Unity’s ECS on top, Entitas on the bottom.

After all, it’s a real son, and the System in UnityECS is three-pronged. The [BurstCompile] tag is used for all jobs. For details, the document is here:

Docs.unity3d.com/Packages/co…

Burst

Unity is currently pushing a compiler that claims to be faster than the C++ compiler. Here’s the description from the official website:

This part of the structure is mainly hit high-performance keywords.

Before we get to LLVM, let’s take a quick look at the technical solutions Unity has been using.

Open the new version of Unity (2018.4) and you can see this in the Player Setting option:

The current default is Mono and IL2CPP.

Mono

Mono, needless to say, is the foundation of Unity’s cross-platform platform and the means by which it got started. After so many years with Unity, it’s time to retire.

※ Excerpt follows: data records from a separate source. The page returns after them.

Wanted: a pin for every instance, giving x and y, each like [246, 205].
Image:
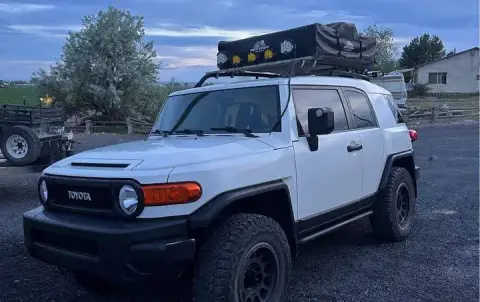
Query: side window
[362, 113]
[315, 98]
[394, 108]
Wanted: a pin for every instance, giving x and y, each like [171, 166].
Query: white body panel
[318, 181]
[330, 176]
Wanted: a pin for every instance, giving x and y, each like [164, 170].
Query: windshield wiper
[246, 132]
[161, 132]
[190, 131]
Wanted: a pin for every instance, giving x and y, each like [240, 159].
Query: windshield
[254, 108]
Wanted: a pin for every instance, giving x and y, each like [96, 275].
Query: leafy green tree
[387, 48]
[422, 49]
[106, 67]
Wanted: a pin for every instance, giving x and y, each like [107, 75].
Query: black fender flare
[388, 166]
[207, 213]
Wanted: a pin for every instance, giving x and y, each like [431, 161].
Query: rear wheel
[20, 145]
[392, 218]
[246, 259]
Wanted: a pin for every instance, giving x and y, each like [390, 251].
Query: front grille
[65, 242]
[81, 194]
[82, 197]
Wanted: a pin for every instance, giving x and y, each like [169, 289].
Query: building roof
[448, 57]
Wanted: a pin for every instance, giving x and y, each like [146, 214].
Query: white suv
[232, 180]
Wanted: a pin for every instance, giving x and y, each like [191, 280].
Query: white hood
[168, 152]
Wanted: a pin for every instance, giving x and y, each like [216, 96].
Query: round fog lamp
[43, 191]
[128, 200]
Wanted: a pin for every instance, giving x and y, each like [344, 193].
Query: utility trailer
[28, 134]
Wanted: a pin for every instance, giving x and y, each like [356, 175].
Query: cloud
[177, 57]
[18, 8]
[162, 30]
[226, 3]
[205, 31]
[43, 30]
[39, 63]
[315, 15]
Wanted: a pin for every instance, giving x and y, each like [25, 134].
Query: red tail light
[413, 135]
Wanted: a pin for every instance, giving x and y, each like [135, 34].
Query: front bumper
[120, 251]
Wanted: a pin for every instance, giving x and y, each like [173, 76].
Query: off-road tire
[385, 220]
[223, 258]
[34, 145]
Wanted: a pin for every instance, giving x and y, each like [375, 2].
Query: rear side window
[315, 98]
[395, 111]
[362, 112]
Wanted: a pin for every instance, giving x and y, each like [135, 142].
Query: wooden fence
[439, 114]
[411, 115]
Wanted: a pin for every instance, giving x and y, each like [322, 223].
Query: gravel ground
[438, 262]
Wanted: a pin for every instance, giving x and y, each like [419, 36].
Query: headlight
[221, 58]
[128, 199]
[43, 191]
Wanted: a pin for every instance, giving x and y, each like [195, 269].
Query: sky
[186, 32]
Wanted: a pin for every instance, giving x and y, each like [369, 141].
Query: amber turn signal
[174, 193]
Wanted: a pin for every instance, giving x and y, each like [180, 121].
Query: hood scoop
[99, 165]
[102, 164]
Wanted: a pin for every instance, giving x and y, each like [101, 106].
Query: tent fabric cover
[340, 40]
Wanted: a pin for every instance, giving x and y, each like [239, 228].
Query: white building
[457, 73]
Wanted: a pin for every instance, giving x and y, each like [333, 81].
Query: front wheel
[245, 259]
[20, 145]
[393, 211]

As an execution vehicle for IL middleware, ILR is provided for different platforms.

 

Take a look at the execution of Mono.

Although it was cross-platform for Unity, the problems accumulated and Unity had to ditch it and look elsewhere for several reasons:

  • Mono’s copyright restrictions mean Unity often doesn’t use the latest C# features in the latest releases.
  • Performance is a big problem, after all, it’s a virtual machine.
  • Maintenance is very difficult, and while IL is standard, VM is not! Mono is an open source project, but it doesn’t keep up with VM authoring for every new hardware platform, so Unity has to port or write it itself. Some Web-based platforms, such as WEBGL, are almost completely rewritten.
  • Mono cannot fulfill the 64-bit version requirements. In particular, Google made it mandatory in August that apps in the Google Store also be available in 64-bit versions. IL2CPP is currently the only option that meets the requirements.

IL2CPP

IL2CPP is a tool that converts IL to CPP, as the name suggests.

 

As you can see in red below, IL2CPP rewrites the compiled IL code into CPP code, which, when compiled into native platform executables using each platform’s native compiler, greatly improves performance by abandoning the virtual machine and optimizing for the native compiler.

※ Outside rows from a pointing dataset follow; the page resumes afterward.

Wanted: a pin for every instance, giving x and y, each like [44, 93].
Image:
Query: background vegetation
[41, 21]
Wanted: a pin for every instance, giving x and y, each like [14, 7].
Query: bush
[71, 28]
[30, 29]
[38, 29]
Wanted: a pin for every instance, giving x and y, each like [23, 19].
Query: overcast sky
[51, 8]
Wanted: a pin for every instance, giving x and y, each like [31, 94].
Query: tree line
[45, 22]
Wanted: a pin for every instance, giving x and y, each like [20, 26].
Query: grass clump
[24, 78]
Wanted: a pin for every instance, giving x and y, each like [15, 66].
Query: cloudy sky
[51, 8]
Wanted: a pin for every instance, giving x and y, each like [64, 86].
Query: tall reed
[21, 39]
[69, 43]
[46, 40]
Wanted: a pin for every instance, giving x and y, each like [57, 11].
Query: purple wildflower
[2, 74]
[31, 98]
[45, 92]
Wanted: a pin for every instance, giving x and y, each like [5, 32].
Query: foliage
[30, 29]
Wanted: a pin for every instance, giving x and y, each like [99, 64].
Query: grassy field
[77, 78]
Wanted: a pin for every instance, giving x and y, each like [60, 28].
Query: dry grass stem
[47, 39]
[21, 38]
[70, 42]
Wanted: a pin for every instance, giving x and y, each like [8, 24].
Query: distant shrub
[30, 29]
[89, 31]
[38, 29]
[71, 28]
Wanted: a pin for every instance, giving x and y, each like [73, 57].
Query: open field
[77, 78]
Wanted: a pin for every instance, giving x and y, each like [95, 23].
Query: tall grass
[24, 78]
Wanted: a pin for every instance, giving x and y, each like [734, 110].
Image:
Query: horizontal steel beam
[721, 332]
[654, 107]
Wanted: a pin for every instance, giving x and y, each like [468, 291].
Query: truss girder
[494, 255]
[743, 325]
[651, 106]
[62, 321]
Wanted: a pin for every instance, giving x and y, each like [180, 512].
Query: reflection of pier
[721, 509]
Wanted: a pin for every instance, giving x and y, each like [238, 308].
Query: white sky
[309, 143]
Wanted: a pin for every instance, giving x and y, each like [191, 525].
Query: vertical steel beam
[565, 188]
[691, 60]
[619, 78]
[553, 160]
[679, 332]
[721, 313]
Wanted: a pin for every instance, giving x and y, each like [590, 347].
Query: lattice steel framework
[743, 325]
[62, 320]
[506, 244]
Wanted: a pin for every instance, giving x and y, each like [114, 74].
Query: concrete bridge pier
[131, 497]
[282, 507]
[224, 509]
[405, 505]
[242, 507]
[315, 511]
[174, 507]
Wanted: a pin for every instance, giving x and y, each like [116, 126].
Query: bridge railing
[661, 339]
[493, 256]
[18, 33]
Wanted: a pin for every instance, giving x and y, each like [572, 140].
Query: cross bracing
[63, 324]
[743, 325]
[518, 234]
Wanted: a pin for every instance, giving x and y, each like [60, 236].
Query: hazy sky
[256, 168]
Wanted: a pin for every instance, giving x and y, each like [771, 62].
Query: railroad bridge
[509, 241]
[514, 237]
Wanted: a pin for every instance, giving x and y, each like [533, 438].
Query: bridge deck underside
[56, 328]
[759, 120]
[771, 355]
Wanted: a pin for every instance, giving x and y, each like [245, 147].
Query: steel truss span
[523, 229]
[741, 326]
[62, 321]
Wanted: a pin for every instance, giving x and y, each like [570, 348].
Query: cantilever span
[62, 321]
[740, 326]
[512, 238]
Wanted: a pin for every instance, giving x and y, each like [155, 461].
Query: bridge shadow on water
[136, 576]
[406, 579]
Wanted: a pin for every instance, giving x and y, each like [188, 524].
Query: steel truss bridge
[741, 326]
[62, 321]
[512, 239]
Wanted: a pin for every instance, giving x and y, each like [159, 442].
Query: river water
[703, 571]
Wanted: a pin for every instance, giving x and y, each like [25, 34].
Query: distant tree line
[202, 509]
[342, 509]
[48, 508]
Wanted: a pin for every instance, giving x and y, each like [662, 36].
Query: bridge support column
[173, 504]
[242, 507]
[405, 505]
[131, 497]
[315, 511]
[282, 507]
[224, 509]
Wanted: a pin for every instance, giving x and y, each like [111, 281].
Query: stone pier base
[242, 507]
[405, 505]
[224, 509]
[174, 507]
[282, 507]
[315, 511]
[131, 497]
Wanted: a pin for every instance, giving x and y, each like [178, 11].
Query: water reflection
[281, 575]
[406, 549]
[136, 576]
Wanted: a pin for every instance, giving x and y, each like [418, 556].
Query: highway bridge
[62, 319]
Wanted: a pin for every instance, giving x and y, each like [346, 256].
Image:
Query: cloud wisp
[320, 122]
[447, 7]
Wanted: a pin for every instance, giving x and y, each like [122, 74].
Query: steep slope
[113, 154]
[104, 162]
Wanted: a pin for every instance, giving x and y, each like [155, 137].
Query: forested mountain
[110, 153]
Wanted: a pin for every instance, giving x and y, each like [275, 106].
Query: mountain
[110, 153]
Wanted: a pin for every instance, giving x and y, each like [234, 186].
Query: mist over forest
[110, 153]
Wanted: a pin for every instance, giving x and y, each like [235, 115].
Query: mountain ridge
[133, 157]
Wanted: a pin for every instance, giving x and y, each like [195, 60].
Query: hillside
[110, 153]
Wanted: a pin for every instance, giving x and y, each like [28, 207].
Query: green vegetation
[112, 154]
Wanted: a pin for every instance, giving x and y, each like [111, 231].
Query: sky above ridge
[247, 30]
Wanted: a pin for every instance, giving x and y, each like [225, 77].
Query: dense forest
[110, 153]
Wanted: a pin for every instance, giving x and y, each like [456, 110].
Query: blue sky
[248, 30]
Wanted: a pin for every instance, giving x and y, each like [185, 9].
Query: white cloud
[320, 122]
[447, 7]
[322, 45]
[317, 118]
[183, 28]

If you look at the official statistics, the average performance is improved by 1.5-2.0 times.

 

Note that IL2CPP does away with virtual machines, but there are still I2CPP VM processes in the execution diagram above. This is because C# itself is based on managed code, and IL itself is also managed code, so even if IL2CPP converts IL to CPP, This part of the design framework is not transferable. So IL2CPP requires a VM to manage memory, allocate threads, and other administrative tasks. Rather than a VM, it’s more appropriate to describe it as a manager.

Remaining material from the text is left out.